EDS DIAGNOSTIEK

De weg naar een EDS- en HSD-diagnose begint met een onderzoek. Dit omvat meestal fysieke tests:

  • Een beoordeling van hypermobiliteit met behulp van de Beighton-schaal om te beoordelen hoe mobiel de gewrichten zijn.
  • Een zoektocht naar abnormale littekens en het testen van de huid om te bepalen hoe het voelt en hoeveel het uitrekt.
  • Er zal waarschijnlijk een kijkje worden genomen in uw medische geschiedenis om te zoeken naar aandoeningen en problemen die verband houden met EDS of HSD, en een bespreking van uw familie om te helpen bepalen of een EDS of HSD is geërfd.
  • Aanvullende tests zijn volgens de arts nodig.

Als u denkt dat u, of iemand die u kent, een van de Ehlers-Danlos-syndromen (EDS) of hypermobiliteitsspectrumstoornissen (HSD) heeft, moet u uw arts vragen uw symptomen te vergelijken met de nieuwe diagnostische criteria.

Als bij een direct familielid een van de Ehlers-Danlos-syndromen of HSD is vastgesteld, is het belangrijk dat ze een medische evaluatie ondergaan als ze ook symptomatisch zijn en problemen ervaren. Als de diagnose vasculaire EDS is gesteld, moeten alle naaste familieleden zo snel mogelijk worden getest.

De meeste artsen zouden EDS en HSD moeten kunnen diagnosticeren. Omdat de Ehlers-Danlos-syndromen echter genetische aandoeningen zijn, bieden eerstelijnsartsen hun patiënten vaak aan om te verwijzen naar een geneticus.

Genetici hebben gespecialiseerde ervaring in het bepalen welke testen nodig zijn om EDS en HSD te onderscheiden van de meer dan 200 andere erfelijke bindweefselaandoeningen.

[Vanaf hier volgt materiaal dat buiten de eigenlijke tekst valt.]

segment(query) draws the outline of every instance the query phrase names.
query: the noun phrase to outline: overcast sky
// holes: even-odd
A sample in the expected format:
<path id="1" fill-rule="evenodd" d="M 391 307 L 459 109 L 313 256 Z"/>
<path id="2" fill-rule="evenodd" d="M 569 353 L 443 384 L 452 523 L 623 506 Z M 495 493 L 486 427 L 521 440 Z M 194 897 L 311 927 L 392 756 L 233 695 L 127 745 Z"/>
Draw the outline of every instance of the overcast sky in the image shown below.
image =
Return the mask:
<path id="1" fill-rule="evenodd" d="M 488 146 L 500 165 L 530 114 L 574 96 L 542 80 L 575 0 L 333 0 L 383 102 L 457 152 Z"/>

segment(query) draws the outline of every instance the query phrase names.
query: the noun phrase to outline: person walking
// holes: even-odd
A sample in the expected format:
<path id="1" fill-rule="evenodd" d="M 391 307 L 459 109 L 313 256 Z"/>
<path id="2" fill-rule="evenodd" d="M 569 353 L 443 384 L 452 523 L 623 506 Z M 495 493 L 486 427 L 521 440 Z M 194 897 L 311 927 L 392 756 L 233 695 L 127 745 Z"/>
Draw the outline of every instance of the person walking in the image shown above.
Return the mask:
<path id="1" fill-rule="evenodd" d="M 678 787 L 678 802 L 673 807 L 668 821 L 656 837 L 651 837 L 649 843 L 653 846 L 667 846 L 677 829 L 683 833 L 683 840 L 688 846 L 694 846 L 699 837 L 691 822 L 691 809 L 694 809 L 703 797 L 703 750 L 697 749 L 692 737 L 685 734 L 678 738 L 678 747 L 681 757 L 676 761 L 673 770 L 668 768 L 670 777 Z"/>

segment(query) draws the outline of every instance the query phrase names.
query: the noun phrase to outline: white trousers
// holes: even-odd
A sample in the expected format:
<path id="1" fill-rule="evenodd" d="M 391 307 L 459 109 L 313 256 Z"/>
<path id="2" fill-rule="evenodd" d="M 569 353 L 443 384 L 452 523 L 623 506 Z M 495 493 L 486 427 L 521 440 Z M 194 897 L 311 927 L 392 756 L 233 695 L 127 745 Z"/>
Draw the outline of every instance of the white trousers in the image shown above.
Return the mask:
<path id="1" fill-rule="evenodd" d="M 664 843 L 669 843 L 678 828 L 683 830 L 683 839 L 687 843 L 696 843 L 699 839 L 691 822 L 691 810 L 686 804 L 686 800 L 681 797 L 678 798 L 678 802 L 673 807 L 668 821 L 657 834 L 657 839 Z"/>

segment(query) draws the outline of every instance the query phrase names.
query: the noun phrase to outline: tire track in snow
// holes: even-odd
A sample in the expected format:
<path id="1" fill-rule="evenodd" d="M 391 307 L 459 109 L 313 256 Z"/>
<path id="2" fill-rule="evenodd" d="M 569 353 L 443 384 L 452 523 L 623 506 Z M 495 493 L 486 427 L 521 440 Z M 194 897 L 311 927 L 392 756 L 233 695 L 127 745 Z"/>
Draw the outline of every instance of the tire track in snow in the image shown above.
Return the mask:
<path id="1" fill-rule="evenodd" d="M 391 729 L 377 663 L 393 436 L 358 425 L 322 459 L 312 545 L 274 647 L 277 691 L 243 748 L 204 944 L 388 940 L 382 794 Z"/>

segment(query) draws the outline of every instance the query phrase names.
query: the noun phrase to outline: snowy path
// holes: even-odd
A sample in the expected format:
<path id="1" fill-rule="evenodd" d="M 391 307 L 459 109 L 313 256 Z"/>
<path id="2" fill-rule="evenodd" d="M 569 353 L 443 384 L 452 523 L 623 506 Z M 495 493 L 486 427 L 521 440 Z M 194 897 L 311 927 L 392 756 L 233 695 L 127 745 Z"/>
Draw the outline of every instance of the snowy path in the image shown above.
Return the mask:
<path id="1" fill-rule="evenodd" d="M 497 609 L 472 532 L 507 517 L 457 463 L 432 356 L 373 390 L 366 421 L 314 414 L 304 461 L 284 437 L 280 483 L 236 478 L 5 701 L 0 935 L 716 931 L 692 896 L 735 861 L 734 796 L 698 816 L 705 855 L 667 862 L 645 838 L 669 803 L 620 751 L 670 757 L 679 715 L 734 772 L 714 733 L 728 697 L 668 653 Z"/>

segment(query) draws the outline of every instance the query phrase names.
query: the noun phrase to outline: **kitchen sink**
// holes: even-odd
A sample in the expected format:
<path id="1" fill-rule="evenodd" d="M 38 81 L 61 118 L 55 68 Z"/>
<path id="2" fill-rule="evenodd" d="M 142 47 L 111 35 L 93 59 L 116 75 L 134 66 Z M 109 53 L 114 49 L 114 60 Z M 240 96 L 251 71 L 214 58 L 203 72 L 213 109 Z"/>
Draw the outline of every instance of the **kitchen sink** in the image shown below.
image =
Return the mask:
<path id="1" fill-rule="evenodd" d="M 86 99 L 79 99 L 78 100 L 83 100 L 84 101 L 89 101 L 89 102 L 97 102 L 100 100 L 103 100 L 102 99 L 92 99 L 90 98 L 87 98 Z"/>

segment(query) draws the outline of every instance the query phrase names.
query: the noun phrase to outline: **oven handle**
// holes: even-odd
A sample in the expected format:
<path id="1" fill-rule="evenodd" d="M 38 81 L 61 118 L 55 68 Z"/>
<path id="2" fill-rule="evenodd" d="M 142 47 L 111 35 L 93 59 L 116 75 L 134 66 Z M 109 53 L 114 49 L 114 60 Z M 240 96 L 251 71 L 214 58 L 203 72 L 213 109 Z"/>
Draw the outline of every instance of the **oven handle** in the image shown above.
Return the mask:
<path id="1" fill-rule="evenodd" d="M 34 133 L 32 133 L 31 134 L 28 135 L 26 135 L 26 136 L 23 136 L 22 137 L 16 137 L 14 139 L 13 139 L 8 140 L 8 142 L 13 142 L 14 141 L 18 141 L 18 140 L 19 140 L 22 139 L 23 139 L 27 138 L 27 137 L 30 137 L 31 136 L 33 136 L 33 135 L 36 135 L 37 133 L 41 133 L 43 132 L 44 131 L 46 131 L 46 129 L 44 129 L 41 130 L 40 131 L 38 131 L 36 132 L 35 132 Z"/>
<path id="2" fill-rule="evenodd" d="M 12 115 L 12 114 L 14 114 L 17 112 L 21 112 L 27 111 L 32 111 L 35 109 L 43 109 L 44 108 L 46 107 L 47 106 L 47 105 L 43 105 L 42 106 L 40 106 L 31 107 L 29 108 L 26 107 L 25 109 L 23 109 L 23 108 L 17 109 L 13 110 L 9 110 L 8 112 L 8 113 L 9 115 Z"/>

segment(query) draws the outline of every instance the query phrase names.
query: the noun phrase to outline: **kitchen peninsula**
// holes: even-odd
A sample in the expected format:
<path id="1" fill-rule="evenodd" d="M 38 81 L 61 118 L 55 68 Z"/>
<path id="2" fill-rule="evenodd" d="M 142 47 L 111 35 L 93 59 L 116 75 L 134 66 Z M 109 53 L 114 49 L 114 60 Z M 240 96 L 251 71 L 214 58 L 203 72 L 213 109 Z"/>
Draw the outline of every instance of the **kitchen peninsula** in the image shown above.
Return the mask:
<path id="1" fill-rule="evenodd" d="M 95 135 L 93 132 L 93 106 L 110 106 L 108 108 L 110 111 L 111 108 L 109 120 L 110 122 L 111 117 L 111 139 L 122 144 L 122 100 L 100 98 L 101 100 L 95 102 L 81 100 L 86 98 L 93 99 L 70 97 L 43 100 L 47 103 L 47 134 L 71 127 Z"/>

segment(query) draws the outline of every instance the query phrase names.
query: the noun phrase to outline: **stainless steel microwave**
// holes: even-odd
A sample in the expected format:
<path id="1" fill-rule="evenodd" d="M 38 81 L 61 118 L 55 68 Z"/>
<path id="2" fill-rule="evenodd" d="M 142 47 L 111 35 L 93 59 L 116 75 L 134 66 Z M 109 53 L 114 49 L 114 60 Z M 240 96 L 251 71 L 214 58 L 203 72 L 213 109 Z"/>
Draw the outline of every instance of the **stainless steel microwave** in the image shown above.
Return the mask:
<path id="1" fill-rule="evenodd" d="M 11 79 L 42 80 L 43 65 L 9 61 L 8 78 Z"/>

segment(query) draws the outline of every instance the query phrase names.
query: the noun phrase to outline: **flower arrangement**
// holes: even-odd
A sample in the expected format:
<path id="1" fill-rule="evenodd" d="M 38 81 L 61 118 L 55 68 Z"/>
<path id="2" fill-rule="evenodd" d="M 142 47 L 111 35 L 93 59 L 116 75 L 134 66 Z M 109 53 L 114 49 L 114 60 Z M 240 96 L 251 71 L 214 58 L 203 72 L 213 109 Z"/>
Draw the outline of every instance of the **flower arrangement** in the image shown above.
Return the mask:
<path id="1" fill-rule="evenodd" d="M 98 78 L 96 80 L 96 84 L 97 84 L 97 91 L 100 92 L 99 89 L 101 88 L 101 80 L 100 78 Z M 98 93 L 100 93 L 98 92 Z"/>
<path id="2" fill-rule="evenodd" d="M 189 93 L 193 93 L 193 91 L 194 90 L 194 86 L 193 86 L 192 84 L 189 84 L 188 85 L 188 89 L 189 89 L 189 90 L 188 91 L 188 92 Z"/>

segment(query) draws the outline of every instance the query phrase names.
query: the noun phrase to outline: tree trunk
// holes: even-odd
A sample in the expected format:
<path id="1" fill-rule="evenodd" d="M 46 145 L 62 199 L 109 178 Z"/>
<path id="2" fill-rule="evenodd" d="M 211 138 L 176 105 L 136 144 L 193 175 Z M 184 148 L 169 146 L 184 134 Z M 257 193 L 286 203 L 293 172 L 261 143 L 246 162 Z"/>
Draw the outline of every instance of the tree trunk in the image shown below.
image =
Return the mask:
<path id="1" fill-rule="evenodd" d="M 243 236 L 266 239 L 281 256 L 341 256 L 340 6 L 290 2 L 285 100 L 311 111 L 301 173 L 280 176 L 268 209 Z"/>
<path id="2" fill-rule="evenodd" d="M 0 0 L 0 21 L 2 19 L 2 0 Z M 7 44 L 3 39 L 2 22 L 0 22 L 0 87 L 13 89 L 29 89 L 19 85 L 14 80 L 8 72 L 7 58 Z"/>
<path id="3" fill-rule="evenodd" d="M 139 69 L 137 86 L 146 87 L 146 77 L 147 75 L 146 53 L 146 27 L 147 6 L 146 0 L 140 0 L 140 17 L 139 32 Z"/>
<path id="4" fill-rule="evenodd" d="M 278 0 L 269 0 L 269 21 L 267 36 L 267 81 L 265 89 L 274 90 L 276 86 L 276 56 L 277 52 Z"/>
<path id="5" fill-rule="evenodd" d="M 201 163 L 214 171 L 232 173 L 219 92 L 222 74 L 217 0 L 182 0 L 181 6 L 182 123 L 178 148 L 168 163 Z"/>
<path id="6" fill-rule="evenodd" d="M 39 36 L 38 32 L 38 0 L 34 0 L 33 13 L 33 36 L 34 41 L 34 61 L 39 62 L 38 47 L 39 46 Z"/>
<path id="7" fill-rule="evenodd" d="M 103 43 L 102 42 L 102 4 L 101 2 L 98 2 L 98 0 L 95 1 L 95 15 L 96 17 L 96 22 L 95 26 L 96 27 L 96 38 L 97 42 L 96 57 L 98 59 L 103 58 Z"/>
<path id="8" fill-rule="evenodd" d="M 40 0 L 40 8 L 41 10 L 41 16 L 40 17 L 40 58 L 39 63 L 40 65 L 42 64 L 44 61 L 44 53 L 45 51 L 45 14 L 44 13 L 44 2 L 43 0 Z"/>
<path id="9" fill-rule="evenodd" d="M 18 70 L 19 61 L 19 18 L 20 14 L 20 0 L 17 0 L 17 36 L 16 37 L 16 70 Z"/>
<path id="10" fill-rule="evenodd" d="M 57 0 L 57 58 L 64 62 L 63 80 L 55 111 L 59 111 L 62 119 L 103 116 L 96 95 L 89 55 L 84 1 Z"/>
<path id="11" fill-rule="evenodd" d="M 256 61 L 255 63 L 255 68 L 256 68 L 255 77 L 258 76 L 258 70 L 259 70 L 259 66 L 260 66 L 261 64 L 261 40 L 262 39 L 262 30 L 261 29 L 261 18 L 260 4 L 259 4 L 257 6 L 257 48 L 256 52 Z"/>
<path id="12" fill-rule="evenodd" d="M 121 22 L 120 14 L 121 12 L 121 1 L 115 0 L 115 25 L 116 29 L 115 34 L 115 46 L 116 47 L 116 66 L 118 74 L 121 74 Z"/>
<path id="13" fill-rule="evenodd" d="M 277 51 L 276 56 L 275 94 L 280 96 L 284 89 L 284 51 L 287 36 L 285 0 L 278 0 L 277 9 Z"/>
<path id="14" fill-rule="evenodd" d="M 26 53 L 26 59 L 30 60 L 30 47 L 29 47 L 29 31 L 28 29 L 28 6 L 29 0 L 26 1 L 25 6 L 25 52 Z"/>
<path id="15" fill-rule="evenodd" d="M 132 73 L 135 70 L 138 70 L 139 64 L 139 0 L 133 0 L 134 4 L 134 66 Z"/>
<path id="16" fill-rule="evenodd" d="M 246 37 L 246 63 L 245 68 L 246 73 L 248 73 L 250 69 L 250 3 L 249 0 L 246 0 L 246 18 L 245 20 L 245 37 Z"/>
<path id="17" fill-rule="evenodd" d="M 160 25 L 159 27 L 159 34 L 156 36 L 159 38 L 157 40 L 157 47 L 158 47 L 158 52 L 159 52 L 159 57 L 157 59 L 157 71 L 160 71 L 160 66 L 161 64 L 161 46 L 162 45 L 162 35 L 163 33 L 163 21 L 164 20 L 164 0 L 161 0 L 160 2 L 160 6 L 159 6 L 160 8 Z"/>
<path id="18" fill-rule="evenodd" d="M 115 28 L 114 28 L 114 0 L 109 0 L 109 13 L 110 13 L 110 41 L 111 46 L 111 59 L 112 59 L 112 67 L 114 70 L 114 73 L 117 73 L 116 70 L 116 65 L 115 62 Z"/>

Een vroege diagnose is belangrijk – voor iedereen

Op dit moment zijn EDS en HSD niet te genezen, maar ze zijn wel te behandelen. Een vroege diagnose is belangrijk. Als patiënten en hun medische team weten met welk type EDS of HSD ze te maken hebben, kunnen ze het juiste verloop van de behandeling, therapie en aanpassingen van levensstijl bepalen die nodig zijn om een ​​gezond, gelukkig en productief leven op te bouwen.

Diagnose bepaalt het type

De diagnose van een EDS-subtype wordt gesteld door het subtype te vinden dat het meest overeenkomt met de symptomen van de patiënt. Er zijn klinische criteria, beschikbaar in de artikelen hier, die helpen bij de diagnose; uw tekenen en symptomen zullen worden afgestemd op de hoofd- en ondergeschikte criteria om het subtype te identificeren dat het meest volledig past. Er is een aanzienlijke overlap van de symptomen tussen de EDS-subtypen en de andere bindweefselaandoeningen, waaronder HSD, en er is ook veel variabiliteit tussen beide. Dus een definitieve diagnose voor alle EDS-subtypen – behalve hypermobiele EDS (hEDS) – vraagt ​​ook om bevestiging door testen om de verantwoordelijke variant voor het aangetaste gen in elk subtype te identificeren. Deze moleculaire testresultaten vormen ook de basis voor erfelijkheidsadvies voor onze families, begeleiding bij behandelingsopties voor onszelf en hulp bij het bereiken van onderzoeksdoelen.

Hypermobiele EDS, lichamelijk onderzoek en familiegeschiedenis

De genetische basis voor hypermobiele EDS is nog onbekend. Een hEDS (of HSD) diagnose berust op de criteria, lichamelijk onderzoek en vaak een gedetailleerde familiegeschiedenis. De hEDS-criteria van 2017 stellen een serieuze overweging vast van gezamenlijke hypermobiliteit met alle gerelateerde symptomen en aandoeningen, met hEDS aan het ene uiteinde van het spectrum. HSD kan niet minder gevolgen hebben dan hEDS, zowel voor uw gezondheid als voor de zorg voor behandeling; Zie hier het artikel dat de HSD beschrijft.

Naarmate meer mensen worden gediagnosticeerd, krijgen EDS en HSD de aandacht die nodig is om de kans te vergroten dat uitgebreid onderzoek uiteindelijk kan leiden tot het vinden van die remedie.

Onze kracht begint met hoop.

De diagnostische criteria voor elk van de 13 EDS-subtypen zijn hier te vinden.

Zie ook de diagnostische checklist van hEDS.